Wave Particle Duality and its relation to the Wave Function

[torquerotates]

Ok so from my understanding, the wave particle duality of matter is simply the fact that matter sometimes behaves as a wave and sometimes behaves as a particle. Ok, but I wonder if this has anything to do with the wavefunction. The wave function gives us the probability spread of matter at any location. That means that once we know where that matter is, the wavefunction collapses and probability is one. Now the part that I don't get is if we don't make the measurement, the matter is a wave and does this wave have the exact same spread as the wavefunction? That is, does the probability of finding that matter(or particle) at give point correspond to the actual amplitude of that matter manifested as a physical wave?

 

[The_Duck]

Let's take an electron to be concrete. You are making a distinction between the electron and the electron's wave function that I don't think really exists. In the mathematics of quantum mechanics, the wave function of an electron tells you everything there is to know about the electron. The electron *is* the wave function, in some sense. You have some idea, I think, of "matter manifested as a physical wave" as distinct from the "wave function." There is just the wave function.

When we say that some electron is "behaving as a wave" what we mean is that we are leaving the wave function alone for a while and not measuring anything so that the wave function does not collapse. Left alone, the wave function behaves somewhat similar to familiar water waves or sound waves, which is of course why it is called the "wave" function.

When we say that the electron is "behaving like a particle" what we mean is that we are measuring the electron's position. When we do such a measurement we find that the electron is in one spot and not spread out at all, which fits our idea of what a "particle" should be like.

 

[arkajad]

The wave function gives us the probability spread of matter at any location.

No. The wave function gives us the probability of a detection at a given point (be it in configuration or a momentum space or elsewhere). It is better to think of it as a state of a field. Quantum mechanics may be misleading. Quantum fields are technically more difficult but less misleading in a philosophical sense. The book "Introduction to realistic quantum physics" by Guliano Preparata, which some will certainly find somewhat controversial, nevertheless elucidates pretty well some of these points.

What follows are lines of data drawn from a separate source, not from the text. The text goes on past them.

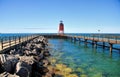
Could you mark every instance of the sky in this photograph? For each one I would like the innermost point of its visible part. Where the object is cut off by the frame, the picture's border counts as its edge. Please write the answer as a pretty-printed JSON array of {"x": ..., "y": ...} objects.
[{"x": 44, "y": 16}]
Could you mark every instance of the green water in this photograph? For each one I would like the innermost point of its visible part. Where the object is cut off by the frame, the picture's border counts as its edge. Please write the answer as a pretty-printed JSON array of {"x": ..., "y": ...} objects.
[{"x": 85, "y": 59}]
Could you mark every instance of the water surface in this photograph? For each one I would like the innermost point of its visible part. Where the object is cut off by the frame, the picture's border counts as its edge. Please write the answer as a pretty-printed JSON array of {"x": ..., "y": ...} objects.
[{"x": 86, "y": 60}]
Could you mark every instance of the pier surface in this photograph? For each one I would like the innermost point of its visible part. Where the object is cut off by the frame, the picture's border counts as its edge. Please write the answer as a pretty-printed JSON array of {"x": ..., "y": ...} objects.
[{"x": 94, "y": 38}]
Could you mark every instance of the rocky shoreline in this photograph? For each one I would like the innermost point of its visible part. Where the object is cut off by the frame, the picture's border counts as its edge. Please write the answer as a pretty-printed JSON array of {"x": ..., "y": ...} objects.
[{"x": 30, "y": 59}]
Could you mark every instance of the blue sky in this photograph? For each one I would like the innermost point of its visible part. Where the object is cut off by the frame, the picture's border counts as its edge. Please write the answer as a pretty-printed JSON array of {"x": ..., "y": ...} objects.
[{"x": 79, "y": 16}]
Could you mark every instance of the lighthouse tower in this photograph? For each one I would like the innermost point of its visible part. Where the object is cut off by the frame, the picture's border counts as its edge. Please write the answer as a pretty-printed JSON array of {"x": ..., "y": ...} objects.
[{"x": 61, "y": 28}]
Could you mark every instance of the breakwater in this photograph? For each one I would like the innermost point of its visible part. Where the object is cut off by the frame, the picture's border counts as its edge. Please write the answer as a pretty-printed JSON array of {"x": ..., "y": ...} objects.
[{"x": 28, "y": 59}]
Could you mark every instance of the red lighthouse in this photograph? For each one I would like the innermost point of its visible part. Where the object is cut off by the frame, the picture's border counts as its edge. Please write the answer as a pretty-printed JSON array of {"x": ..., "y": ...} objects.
[{"x": 61, "y": 28}]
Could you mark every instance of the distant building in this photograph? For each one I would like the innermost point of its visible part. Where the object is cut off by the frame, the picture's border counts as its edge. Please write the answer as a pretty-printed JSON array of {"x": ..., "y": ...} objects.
[{"x": 61, "y": 28}]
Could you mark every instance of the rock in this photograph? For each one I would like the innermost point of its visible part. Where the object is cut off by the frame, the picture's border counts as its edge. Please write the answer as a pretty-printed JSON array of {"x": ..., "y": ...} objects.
[
  {"x": 23, "y": 69},
  {"x": 8, "y": 62}
]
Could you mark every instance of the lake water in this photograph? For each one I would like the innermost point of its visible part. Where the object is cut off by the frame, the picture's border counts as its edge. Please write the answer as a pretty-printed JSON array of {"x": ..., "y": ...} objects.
[{"x": 86, "y": 61}]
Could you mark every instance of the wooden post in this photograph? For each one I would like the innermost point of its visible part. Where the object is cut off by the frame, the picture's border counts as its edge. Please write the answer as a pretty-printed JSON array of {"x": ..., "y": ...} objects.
[
  {"x": 9, "y": 41},
  {"x": 103, "y": 45},
  {"x": 74, "y": 39},
  {"x": 95, "y": 44},
  {"x": 85, "y": 41},
  {"x": 19, "y": 39},
  {"x": 111, "y": 45},
  {"x": 1, "y": 43}
]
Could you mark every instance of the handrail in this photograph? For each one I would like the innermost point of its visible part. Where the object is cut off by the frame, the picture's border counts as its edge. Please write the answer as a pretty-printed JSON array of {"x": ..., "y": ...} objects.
[{"x": 14, "y": 40}]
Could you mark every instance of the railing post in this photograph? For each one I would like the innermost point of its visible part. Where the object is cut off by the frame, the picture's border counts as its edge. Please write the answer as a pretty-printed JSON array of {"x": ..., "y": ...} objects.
[
  {"x": 116, "y": 39},
  {"x": 9, "y": 41},
  {"x": 19, "y": 39},
  {"x": 15, "y": 39},
  {"x": 1, "y": 43}
]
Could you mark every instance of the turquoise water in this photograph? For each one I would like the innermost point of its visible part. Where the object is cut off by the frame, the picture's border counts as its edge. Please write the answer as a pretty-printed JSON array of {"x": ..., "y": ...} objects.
[{"x": 86, "y": 60}]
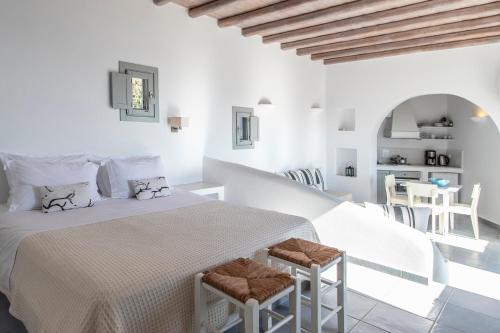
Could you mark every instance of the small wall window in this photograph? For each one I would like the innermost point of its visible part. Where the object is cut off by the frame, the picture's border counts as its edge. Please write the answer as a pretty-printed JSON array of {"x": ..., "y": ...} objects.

He writes in the Introduction:

And it is in the typical notion of "wave-particle complementarity" of the Copenhagen "vulgata" that any hope of a realistic, objective interpretation of QM fades away, leaving in its place a well defined set of rules to "compute" the statistical distributions of the outcomes of given observations (or observables) on a statistical ensemble of identical physical systems.
...
Let's begin with the idea that quantum behaviour has to do with the microscopic world only. The well-known collective phenomena of Ferromagnetism, Superconductivity and Superfluidity, whose classical impossibility is easy to demonstrate, bear witness to the fact that there exist macroscopic pieces of matter whose behaviour cannot be described by classical physics. If not classical, what is then the relevant physics? Most contemporary physicists have no doubt that QFT must be involved in the still mysterious workings of these fascinating phenomena, but, beyond a few phenomenological attempts, such as the Landau-Ginsburg approach, no real headway has ever been made into this kind of physics. And, I contend, the fallacious philosophy of QM is largely responsible for this unfortunate state of affairs. Conversely, couldn't the situation improve, indeed change drastically if we were to realize the centrality of QFT and find that QM is but some kind of approximation of QFT in a well defined, limiting physical situation?"